I want a radio with a Thought-for-the-Day inhibitor, a radio that will turn down the volume automatically at the first mention of their god-slot, but which will monitor the silent broadcast and turn the volume up again as soon as the voice says, "That was Thought for the Day." I want a radio with a bishop-filter, a cardinal-canceller, a vicar's voice-vanisher, a radio programmed to replace these two minutes of tosh with some rare item from the repertoire of short piano pieces.
Other people are not like this, it seems. They want as much bishop-input as they can get. If they are crossing the road, they want a bishop on hand to say, "Yes, you may cross the road". If they are choosing a tie, they want a bishop to advise them: "Not the aubergine stripe, my child, not the aubergine stripe". And if they are falling in love, these people find it handy, as it were, to bring the bishop along to supervise. A bishop in the bedroom, sexual sanctification, a blessing for a boffing - that's what these people want.
It seems odd to be so insistent - odd, for instance, to find people pestering Cardinal Hume for his approval of same-sex sex. This is a man who barely approves of sex itself. Why should he be expected to endorse some sophisticated variant of a thing he doesn't begin to understand?
But the pestering has its effect and in the end Cardinal Hume decides to clarify a few points. He explains that the Church approves of love. This is promising. He explains that the experience of love in this world is a foretaste of our union with God in the next. This is gibberish, but we let it pass.
He further explains that, given its high opinion of love, the Church could hardly be expected to disapprove of a bloke loving a bloke. This is intriguing, and perhaps even rather fresh. But then Cardinal Hume says that the only thing the Church cannot be expected to approve of is a bloke loving a bloke and doing something about it. This takes us back to square one. The Church disapproves of same-sex sex, and that's that.
Oh no, people have said, what the Cardinal explained represented a significant advance, because it acknowledged the matter of sexual orientation. There is nothing wrong with the orientation. What's wrong is simply the realisation of the desires the orientation gives you. The argument, on this reading, is half won.
But it is clear that the argument is not half won at all. Cardinal Hume is merely trying to find the least offensive way of saying the thing that some people will find offensive: that the Church has not changed its mind and doesn't intend to, either.
The next thing that happens is rather charming. An aged, twinkling-eyed fruit, the former Anglican Bishop of the New Hebrides, tells us that, at the age of 50, he had a Significant Experience, and that his confessor thought this a good thing, since it gave him someone to love.
Now this bishop, the Rt Rev Derek Rawcliffe, has a somewhat singular tale to tell, since he appears to have packed into the latter part of his life that which most people go through in the former. Fifty years of censoriousness are followed by a passionate affair with a bloke, then marriage and then, after his wife's death, a realisation that he is gay after all.
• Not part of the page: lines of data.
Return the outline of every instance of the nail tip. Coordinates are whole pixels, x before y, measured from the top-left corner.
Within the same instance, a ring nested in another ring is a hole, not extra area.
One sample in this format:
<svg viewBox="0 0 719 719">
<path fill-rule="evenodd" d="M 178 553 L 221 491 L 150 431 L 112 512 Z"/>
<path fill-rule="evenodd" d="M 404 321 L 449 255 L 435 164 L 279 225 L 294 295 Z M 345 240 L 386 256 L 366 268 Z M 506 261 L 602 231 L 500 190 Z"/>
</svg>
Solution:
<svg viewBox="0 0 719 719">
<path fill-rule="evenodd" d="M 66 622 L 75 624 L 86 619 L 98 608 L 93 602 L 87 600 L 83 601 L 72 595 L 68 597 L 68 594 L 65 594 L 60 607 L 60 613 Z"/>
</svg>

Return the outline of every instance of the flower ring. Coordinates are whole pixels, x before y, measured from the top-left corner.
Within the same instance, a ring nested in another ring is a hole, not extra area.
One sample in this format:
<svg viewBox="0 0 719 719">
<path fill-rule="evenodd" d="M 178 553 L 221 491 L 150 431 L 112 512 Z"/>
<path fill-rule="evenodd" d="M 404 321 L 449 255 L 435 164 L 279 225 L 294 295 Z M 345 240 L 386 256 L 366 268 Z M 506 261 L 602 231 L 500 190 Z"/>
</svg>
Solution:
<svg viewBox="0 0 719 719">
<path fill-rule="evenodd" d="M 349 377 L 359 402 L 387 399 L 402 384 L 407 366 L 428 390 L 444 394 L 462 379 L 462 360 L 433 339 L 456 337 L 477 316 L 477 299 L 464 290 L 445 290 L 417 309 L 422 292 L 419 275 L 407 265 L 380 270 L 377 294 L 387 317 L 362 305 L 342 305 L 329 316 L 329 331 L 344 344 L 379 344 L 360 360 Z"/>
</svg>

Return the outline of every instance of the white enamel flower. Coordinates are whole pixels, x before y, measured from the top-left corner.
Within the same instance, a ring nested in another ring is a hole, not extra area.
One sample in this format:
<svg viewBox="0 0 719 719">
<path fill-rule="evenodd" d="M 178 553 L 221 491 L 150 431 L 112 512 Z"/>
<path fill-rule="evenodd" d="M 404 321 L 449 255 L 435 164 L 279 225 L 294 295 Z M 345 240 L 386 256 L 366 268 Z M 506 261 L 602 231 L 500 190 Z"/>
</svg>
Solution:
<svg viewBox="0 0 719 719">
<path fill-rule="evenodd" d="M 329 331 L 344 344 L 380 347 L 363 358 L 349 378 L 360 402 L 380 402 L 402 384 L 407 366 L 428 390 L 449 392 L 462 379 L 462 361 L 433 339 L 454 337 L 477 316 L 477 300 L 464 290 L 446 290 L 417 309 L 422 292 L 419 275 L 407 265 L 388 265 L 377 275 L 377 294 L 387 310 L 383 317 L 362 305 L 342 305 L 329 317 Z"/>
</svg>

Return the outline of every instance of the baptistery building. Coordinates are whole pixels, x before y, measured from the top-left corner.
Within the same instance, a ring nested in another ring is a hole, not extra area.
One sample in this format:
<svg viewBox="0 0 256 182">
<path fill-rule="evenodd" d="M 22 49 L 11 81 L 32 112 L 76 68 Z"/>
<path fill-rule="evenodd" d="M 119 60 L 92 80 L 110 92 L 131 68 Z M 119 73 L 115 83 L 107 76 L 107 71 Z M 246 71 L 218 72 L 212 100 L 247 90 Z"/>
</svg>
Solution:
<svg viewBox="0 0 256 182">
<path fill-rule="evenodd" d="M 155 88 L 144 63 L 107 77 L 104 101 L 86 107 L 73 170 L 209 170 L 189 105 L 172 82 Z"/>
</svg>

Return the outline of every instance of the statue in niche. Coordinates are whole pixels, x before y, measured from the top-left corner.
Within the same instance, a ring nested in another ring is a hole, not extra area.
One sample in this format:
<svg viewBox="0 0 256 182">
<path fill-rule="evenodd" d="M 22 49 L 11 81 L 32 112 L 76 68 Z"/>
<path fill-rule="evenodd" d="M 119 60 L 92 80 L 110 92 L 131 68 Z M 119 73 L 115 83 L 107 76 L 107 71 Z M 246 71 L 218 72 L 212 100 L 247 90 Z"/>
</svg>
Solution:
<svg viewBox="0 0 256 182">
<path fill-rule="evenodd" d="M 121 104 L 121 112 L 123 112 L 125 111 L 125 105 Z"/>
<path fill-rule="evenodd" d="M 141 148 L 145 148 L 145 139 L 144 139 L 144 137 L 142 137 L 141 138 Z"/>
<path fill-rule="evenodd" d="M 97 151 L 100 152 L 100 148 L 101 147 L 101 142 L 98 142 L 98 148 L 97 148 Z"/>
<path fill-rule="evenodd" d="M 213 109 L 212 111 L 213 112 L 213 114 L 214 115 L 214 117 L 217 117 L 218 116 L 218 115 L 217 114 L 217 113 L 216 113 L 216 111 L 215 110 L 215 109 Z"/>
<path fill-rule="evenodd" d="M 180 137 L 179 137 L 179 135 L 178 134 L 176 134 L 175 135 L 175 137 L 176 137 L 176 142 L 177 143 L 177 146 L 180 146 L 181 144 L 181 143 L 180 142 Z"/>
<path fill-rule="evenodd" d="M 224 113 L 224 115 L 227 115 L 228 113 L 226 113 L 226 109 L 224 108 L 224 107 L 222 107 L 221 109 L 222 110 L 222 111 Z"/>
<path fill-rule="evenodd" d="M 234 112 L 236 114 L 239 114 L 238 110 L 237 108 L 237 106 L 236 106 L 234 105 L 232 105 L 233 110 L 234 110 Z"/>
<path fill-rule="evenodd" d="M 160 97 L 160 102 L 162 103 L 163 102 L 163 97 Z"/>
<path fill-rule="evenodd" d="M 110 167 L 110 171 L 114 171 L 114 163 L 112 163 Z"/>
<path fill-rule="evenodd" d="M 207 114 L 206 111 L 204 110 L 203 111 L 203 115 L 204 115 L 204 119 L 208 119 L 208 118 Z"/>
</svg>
And at the point when he makes this decision, in a masterly psychological manoeuvre, he decides to give up coin-collecting. So he gives up coins and takes up chaps.
The thing that makes one wonder about this guy is whether, as it were, his ark has yet come to rest on Ararat, or whether there are further developments to be expected. If it was coins yesterday and chaps today, might it not be stamps tomorrow? And chorus girls to follow?
Imagining the whole thing from the point of view of the Archbishop of Canterbury, we can see what a nightmare the issue of gay clergy is going to be, this "murky question" as he described it the other day. Who knows how many cases there are, waiting in the wings? Who knows what stories the New Hebrides could tell, should it choose to?
But the chief problem for the clergy is that they have nothing to contribute to the discussion on homosexuality, unless it is the reiteration of ancient taboos. The Church has not taken any initiative on any sexual debate. It has merely tagged along for fear of being left out entirely.
This is the opposite of what one would mean by the term spiritual leadership. What makes the bishops so unhappy, and what makes them such a pain to listen to, is this underlying knowledge that their role has long since evaporated. Bishops are a kind of prince of the church. Their role sits well with the institutions of feudalism, badly in a democracy, badly in modern life.
The unhappiness of the bishops is rather like the unhappiness of Prince Charles, who would like to retain a meaning for the word prince, a meaning for the institution of monarchy - not a meaning obnoxious to democracy, of course, but a real meaning. The Prince wants to be real, but reality eludes him.
And these bishops and archbishops know at heart that they belong to a hierarchy of which large chunks have rotted away and dropped off. Once, in Christianity, there was a truly awesome hierarchy, with cherubim and seraphim and thrones, dominions and powers. There were angels and archangels once, but then they began to look a little green around the gills, just as these bishops and archbishops are turning a little queasy.
We could put them, not out of their misery but out of a great significant part of their misery, by laying off the pretence that they are a vital part of modern life. We could stop ringing them up for their opinions. We could tell them that they are no longer expected to attend the House of Lords. We could give up the affectation of defence.
And my prediction is that they would find all this a relief, just as the Bishop of the New Hebrides, later Bishop of Glasgow and Galloway, appears to have found his retirement a relief. A relief to be relieved of the duty to hand out inappropriate erotic advice, and to concentrate on his own erotic adventures instead.